OVO

Released 12th June, 2000

OVO is the Gabriel-authored soundtrack to the Millennium Dome Show, the 160-artist extravaganza that underwent 999 performances during the 365 days in 2000 that the Dome was open. Helping to tell the story of three generations of the same family living through three distinct eras – the past, the present, the future – Peter’s soundtrack accordingly drew from deep, long-held tradition and from contemporary grooves. Hurdy-gurdys butted up alongside drum & bass, ancient dancing the same millennium-celebrating dance as modern.

Released halfway through 2000, OVO boasts a stellar cast, including Cocteau Twin Elizabeth Fraser, Neneh Cherry, Alison Goldfrapp and Paul Buchanan from The Blue Nile. Some of the tracks from OVO have become fixtures of the Gabriel canon, among them Downside Up and The Nest That Sailed Away, both of which would be reprised ten years later on the orchestral album New Blood.

“With titles I always like things which are short – I use two letter titles often on my own records. I like the way you get a graphic element to the text rather than just a text with it’s own language. I have always liked symmetrical words and palindromes visually, and OVO seemed to fit. As the story was partly a sort of creation myth, the egg element was in there and so was the idea at the end that the baby OVO was born as a representative of the future.

One of the ideas that interested me was trying to present two views of Britain. One is the British sensibility, with references from history and folk music. Against that we wanted to set a more contemporary Britain, which would be more multi-cultural and it would include Asian elements, African, Australian – as sort of broader mixture of influences. So to that end, the Dhol Foundation put in some Asian rhythms, we have some African rhythms from Adzido, there is some didgeridoo and Arabian rhythmic elements as well.
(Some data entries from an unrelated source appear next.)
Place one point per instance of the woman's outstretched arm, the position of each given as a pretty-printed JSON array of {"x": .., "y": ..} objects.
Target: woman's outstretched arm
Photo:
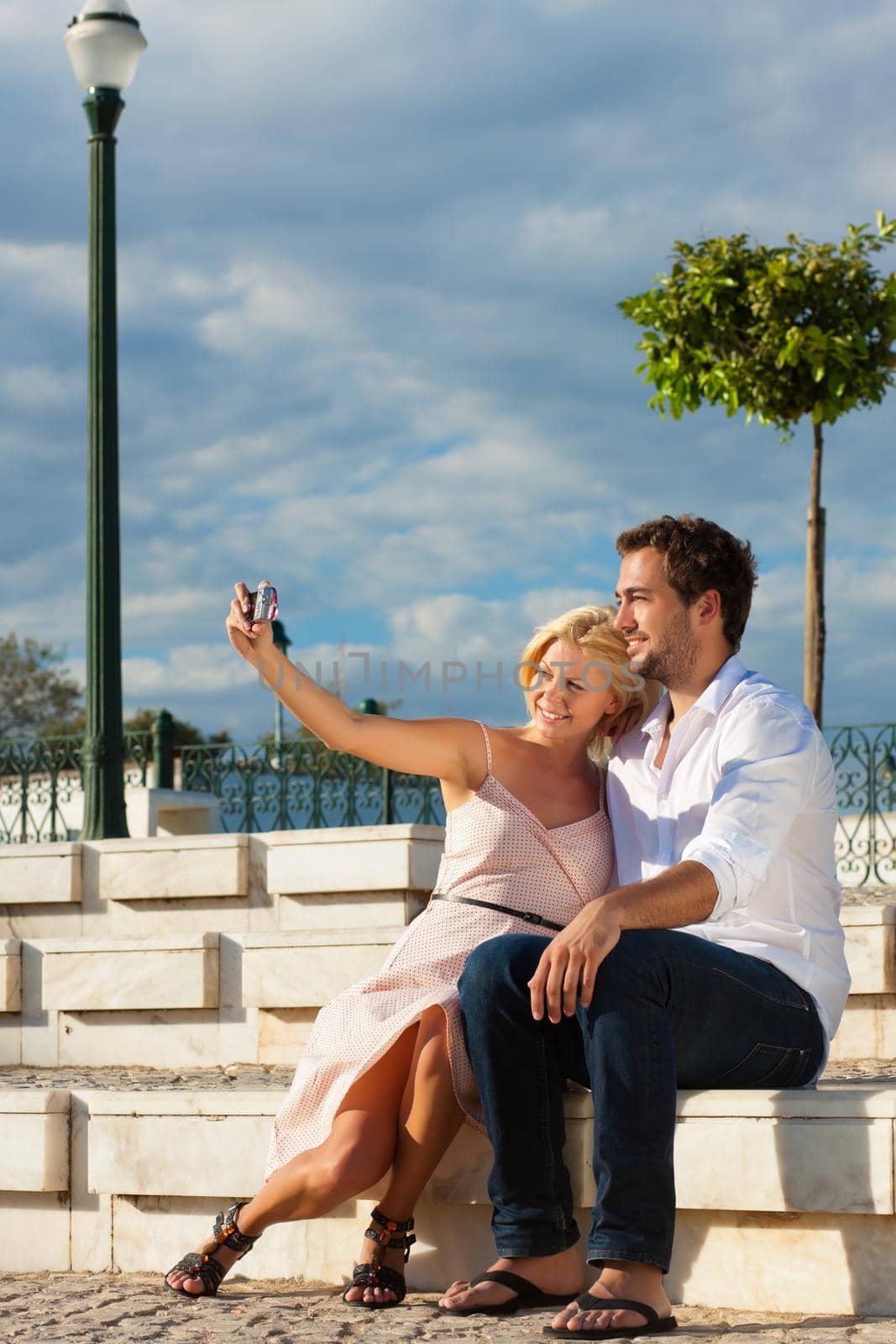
[{"x": 450, "y": 749}]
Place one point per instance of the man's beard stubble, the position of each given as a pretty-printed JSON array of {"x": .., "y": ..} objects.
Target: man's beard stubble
[{"x": 673, "y": 663}]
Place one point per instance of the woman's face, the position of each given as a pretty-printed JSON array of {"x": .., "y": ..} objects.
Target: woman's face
[{"x": 570, "y": 694}]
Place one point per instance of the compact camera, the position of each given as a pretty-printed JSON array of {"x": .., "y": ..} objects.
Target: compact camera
[{"x": 264, "y": 604}]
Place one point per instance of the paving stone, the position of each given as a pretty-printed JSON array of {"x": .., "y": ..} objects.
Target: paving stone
[{"x": 132, "y": 1310}]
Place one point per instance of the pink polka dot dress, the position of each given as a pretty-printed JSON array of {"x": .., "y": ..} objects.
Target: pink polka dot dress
[{"x": 495, "y": 851}]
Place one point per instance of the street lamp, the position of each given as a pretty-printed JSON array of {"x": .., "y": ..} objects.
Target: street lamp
[{"x": 103, "y": 44}]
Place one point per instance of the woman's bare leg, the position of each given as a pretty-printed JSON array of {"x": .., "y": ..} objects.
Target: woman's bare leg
[
  {"x": 429, "y": 1120},
  {"x": 356, "y": 1153}
]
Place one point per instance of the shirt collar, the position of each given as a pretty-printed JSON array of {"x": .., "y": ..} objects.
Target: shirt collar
[{"x": 723, "y": 683}]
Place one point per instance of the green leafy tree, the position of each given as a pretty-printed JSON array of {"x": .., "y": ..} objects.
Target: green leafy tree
[
  {"x": 38, "y": 696},
  {"x": 805, "y": 329}
]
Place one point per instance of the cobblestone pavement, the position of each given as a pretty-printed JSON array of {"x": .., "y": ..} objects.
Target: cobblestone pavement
[{"x": 132, "y": 1310}]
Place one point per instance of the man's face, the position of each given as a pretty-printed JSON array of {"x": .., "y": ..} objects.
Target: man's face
[{"x": 661, "y": 642}]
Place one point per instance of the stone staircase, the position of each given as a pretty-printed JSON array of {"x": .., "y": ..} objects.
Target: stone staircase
[{"x": 155, "y": 996}]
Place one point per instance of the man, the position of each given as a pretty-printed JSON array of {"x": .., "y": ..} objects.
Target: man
[{"x": 716, "y": 963}]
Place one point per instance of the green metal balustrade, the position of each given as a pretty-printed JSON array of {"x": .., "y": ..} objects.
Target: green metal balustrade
[
  {"x": 42, "y": 785},
  {"x": 305, "y": 785}
]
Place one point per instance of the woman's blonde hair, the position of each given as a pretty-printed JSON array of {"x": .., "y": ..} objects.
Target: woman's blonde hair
[{"x": 593, "y": 631}]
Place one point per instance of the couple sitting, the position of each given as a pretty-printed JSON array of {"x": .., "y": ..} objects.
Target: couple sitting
[{"x": 714, "y": 956}]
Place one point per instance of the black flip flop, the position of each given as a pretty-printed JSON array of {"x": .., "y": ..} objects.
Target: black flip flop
[
  {"x": 527, "y": 1294},
  {"x": 589, "y": 1303}
]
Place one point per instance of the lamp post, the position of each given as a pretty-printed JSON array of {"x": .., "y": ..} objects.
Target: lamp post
[{"x": 103, "y": 44}]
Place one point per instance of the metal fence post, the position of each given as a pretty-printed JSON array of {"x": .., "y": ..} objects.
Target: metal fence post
[{"x": 163, "y": 732}]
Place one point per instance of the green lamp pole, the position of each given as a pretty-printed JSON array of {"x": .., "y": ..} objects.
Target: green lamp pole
[{"x": 105, "y": 44}]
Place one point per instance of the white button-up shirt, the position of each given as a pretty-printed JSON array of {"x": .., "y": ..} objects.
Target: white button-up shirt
[{"x": 747, "y": 790}]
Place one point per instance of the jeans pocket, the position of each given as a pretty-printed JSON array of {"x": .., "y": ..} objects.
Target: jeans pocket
[{"x": 768, "y": 1066}]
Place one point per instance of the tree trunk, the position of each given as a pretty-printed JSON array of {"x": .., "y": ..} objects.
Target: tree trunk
[{"x": 815, "y": 640}]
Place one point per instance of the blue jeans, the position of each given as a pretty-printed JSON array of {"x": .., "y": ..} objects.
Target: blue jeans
[{"x": 669, "y": 1011}]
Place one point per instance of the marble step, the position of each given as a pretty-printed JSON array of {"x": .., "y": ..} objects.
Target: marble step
[{"x": 795, "y": 1189}]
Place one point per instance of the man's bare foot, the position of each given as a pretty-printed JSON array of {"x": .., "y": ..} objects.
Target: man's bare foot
[
  {"x": 391, "y": 1260},
  {"x": 638, "y": 1283},
  {"x": 560, "y": 1273}
]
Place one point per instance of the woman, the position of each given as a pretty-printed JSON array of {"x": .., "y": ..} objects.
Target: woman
[{"x": 385, "y": 1081}]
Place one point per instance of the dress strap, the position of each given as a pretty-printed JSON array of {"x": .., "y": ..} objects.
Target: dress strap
[{"x": 488, "y": 749}]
The brass band grew out of the mining villages and in reference to the industrial era, the middle section of the record, they provided a very evocative and nostalgic sound.
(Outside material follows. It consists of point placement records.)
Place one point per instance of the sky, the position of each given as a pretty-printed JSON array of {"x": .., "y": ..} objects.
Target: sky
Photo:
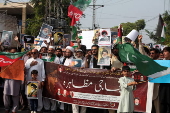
[{"x": 115, "y": 12}]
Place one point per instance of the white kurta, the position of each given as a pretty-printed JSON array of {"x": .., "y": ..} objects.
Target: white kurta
[
  {"x": 39, "y": 67},
  {"x": 41, "y": 76},
  {"x": 126, "y": 103}
]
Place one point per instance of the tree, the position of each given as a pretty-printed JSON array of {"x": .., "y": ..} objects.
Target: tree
[{"x": 128, "y": 27}]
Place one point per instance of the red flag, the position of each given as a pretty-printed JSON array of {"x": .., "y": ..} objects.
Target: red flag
[
  {"x": 74, "y": 13},
  {"x": 120, "y": 33}
]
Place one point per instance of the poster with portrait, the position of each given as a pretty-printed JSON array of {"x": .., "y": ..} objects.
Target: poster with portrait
[
  {"x": 76, "y": 63},
  {"x": 28, "y": 39},
  {"x": 104, "y": 55},
  {"x": 113, "y": 37},
  {"x": 96, "y": 36},
  {"x": 58, "y": 38},
  {"x": 157, "y": 46},
  {"x": 67, "y": 38},
  {"x": 32, "y": 89},
  {"x": 22, "y": 39},
  {"x": 6, "y": 38},
  {"x": 105, "y": 37},
  {"x": 45, "y": 31},
  {"x": 28, "y": 46}
]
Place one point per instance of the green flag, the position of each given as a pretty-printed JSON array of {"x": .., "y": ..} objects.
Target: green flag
[
  {"x": 144, "y": 64},
  {"x": 82, "y": 4}
]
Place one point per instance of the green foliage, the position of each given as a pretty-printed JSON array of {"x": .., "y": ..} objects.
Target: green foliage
[
  {"x": 151, "y": 34},
  {"x": 34, "y": 24},
  {"x": 128, "y": 27}
]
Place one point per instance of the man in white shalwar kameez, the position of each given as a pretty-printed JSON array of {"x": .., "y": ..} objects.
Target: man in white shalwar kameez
[
  {"x": 126, "y": 104},
  {"x": 34, "y": 63}
]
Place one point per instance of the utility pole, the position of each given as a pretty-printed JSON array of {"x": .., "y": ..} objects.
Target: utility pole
[{"x": 94, "y": 7}]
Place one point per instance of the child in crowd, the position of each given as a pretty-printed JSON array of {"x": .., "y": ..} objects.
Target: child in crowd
[
  {"x": 126, "y": 103},
  {"x": 32, "y": 96}
]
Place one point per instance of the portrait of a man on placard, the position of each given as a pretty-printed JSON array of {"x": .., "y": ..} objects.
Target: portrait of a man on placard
[
  {"x": 6, "y": 38},
  {"x": 104, "y": 56},
  {"x": 32, "y": 90},
  {"x": 45, "y": 31},
  {"x": 105, "y": 36},
  {"x": 58, "y": 38}
]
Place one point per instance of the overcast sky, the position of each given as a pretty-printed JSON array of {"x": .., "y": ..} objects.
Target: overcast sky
[{"x": 115, "y": 12}]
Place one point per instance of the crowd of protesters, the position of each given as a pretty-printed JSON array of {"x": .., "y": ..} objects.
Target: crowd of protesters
[{"x": 13, "y": 91}]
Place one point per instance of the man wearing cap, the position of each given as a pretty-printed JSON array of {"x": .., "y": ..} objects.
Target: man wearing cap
[
  {"x": 105, "y": 58},
  {"x": 59, "y": 55},
  {"x": 91, "y": 62},
  {"x": 35, "y": 63},
  {"x": 69, "y": 55},
  {"x": 60, "y": 39},
  {"x": 51, "y": 58},
  {"x": 105, "y": 37},
  {"x": 79, "y": 55}
]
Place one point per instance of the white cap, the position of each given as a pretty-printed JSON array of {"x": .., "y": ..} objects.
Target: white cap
[
  {"x": 70, "y": 48},
  {"x": 51, "y": 47},
  {"x": 79, "y": 50},
  {"x": 133, "y": 35}
]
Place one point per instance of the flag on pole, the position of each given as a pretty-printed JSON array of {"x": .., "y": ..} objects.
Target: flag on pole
[
  {"x": 163, "y": 36},
  {"x": 144, "y": 64},
  {"x": 9, "y": 58},
  {"x": 163, "y": 79},
  {"x": 74, "y": 45},
  {"x": 119, "y": 35},
  {"x": 76, "y": 9}
]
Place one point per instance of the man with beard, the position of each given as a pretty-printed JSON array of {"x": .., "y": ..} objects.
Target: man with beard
[
  {"x": 34, "y": 63},
  {"x": 105, "y": 59},
  {"x": 59, "y": 55}
]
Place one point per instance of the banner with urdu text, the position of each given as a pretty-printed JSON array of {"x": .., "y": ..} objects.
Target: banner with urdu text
[{"x": 97, "y": 88}]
We effectively tied up two studios for 18 months and (engineers) Richard Chappell and Alan Coleman were down in the writing room studio, which I call the garden shed, outside at the back. Richard Evans and Edel Griffiths were both in the Workroom doing different things. Sometimes we would all get together to look at some rhythmic elements downstairs in one of the studios.

There was a ton of material so Edel and Alan, as well as working on the music, were trying to log everything. I learnt many years ago that you should keep tape running, although it seems wasteful to keep a DAT permanently on go whenever noise is being made, but we caught some moments which might have otherwise been lost. So often in music it’s something in the air. You think that you are playing exactly the same things as you were playing before, but somehow the spirit is gone and it is a dead corpse that you are working with. You’ve forgotten what was giving it life, whereas if you keep the tape running, you can always come back to the moments that really catch fire. It’s sounds and ideas. Sounds are easier to store safely but mood is a fickle beast. Just when you think you have trapped it, it disappears in front of you. In a sense making music is trying to trap magic as it happens.

Because we were telling a story with different characters, it seemed much more effective to have different people singing their parts. We have a lot of great vocalists working on this record, and that was exciting for us. Elizabeth Fraser is singing Sofia, the daughter. I loved her singing with the Cocteau Twins and more recently with Massive Attack and I was very happy that she was willing to get involved. There is a tenderness and vulnerability in her voice, which is very appealing, and I think she is very musical  – the way she was improvising in certain places was very strong.

The part of the father is sung be Richie Havens. I have known him for a couple of years and often come across him at human rights protests – he is a really warm man with a lived-in, rich voice. Paul Buchanan sings the part of Skyboy. When I first heard The Blue Nile, many years ago now, I was blown away by the vocals. Paul, whom I met on a few occasions, was very happy to take the main part.

I do Ion, the industrial megalomaniac from Act 2 on ‘The Tower That Ate People’, and that was fun because it was a bluesy distorted voice, which was a fun thing to sing. It started really from this groove, as many things do, but there is this riff, which is actually a flute but it sounds like an electric guitar, bam-bam-baam. That was the starting point if you like and things built out from there. There is this fuzzed up vocal which is more Dr. John than my usual stuff and that was a fun thing to play with.

‘Father Son’ was actually written before the Dome project came up but because it was about the relationship of different generations it seemed like it would fit well.

I went to this hotel in Wales for some of it [the lyric writing process] then spent some time driving on the North Devon coast. I find driving and trains much more productive than staying still in one place and I think (this is a theory I have not yet been able to prove) that the brain is stimulated by motion. When you are in a train or in a car you have stuff flying past you all the time, and so a certain type of brain activity is induced that I think is very good to get into this meditative hum of trying to find your way into lyric writing. For me I know that on trains and driving is when I get ideas.

NB: Quotes taken from an interview conducted in 2000.